Halfing – Schnee und eisige Temperaturen teilweise unter dem Gefrierpunkt haben die Region derzeit fest im Griff. Christian Lehner (47) hingegen ist schon auf Frühling eingestellt. Oder arbeitet seit Monaten zumindest darauf hin, dass bei den Menschen so schnell wie möglich zumindest florale Frühlingsgefühle aufkommen. Weshalb der aktuelle Wintereinbruch kein Problem für viele Pflanzen ist und welche Blumen – wenn der Frühling Einzug hält – als erste Balkon und Garten schmücken sollten, hat der Chef der Gärtnerei Gruber in Halfing im Interview mit den OVB-Heimatzeitungen verraten.
Bei der derzeitigen Wetterlage denkt kaum jemand in der Region an den Frühling. Befindet sich Ihre Gärtnerei auf noch im Winterschlaf?

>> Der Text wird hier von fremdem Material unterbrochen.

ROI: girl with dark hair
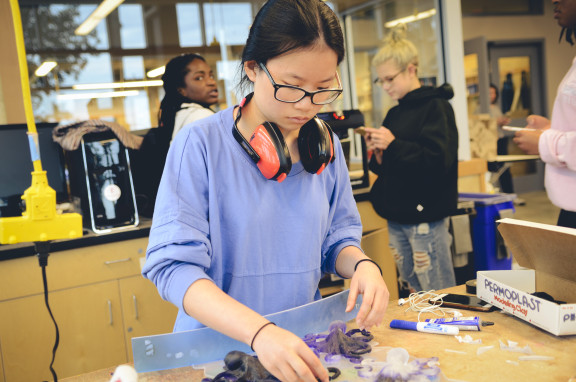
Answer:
[158,53,218,139]
[143,0,389,382]
[132,54,218,217]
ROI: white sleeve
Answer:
[172,106,214,139]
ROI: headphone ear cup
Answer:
[250,122,292,182]
[298,117,334,174]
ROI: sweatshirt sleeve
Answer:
[538,129,576,171]
[142,130,211,309]
[322,139,362,274]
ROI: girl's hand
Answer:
[346,261,390,329]
[513,127,545,155]
[253,325,328,382]
[526,114,550,130]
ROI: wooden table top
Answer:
[62,285,576,382]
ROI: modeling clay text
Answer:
[484,280,540,316]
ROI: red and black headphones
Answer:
[232,93,334,182]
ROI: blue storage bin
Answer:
[459,193,516,271]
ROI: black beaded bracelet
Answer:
[250,321,276,351]
[354,259,382,276]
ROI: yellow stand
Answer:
[0,171,82,244]
[0,0,82,244]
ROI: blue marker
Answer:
[426,317,494,331]
[390,320,460,336]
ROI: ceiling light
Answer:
[34,61,58,77]
[72,80,163,90]
[56,90,140,100]
[384,9,436,28]
[74,0,124,36]
[146,66,166,78]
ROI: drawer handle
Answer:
[108,300,114,325]
[104,257,132,265]
[132,295,140,320]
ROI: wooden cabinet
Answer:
[120,276,178,362]
[0,238,177,382]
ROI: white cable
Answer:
[402,290,448,322]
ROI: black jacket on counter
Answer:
[370,84,458,224]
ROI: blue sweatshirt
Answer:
[142,108,362,331]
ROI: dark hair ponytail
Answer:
[239,0,344,92]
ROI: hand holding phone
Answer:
[428,293,494,312]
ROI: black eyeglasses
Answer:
[374,69,406,86]
[258,63,342,105]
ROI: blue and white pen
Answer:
[390,320,460,336]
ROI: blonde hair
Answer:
[372,24,418,69]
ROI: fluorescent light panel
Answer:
[384,9,436,28]
[34,61,58,77]
[56,90,140,100]
[74,0,124,36]
[72,80,163,90]
[146,66,166,78]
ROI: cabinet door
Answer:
[120,276,178,362]
[0,344,6,382]
[0,281,127,382]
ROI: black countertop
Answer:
[0,187,370,261]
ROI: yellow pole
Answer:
[10,0,42,171]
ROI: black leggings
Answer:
[557,210,576,228]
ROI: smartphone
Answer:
[82,133,139,233]
[428,293,494,312]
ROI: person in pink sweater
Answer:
[514,0,576,228]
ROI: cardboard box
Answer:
[476,219,576,336]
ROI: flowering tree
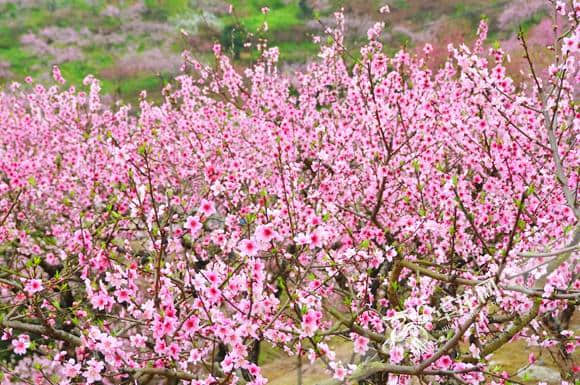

Nein, überhaupt nicht. Wir arbeiten ja eigentlich immer drei bis sechs Monate voraus. Beispielsweise haben die Frühblüher, die jetzt dann ab Frühling in den Gärten und auf den Balkonen zum Einsatz kommen, schon fast fertig ausgetrieben. Und auch um Sommerpflanzen wie beispielsweise Geranien kümmern wir uns in der Gärtnerei bereits.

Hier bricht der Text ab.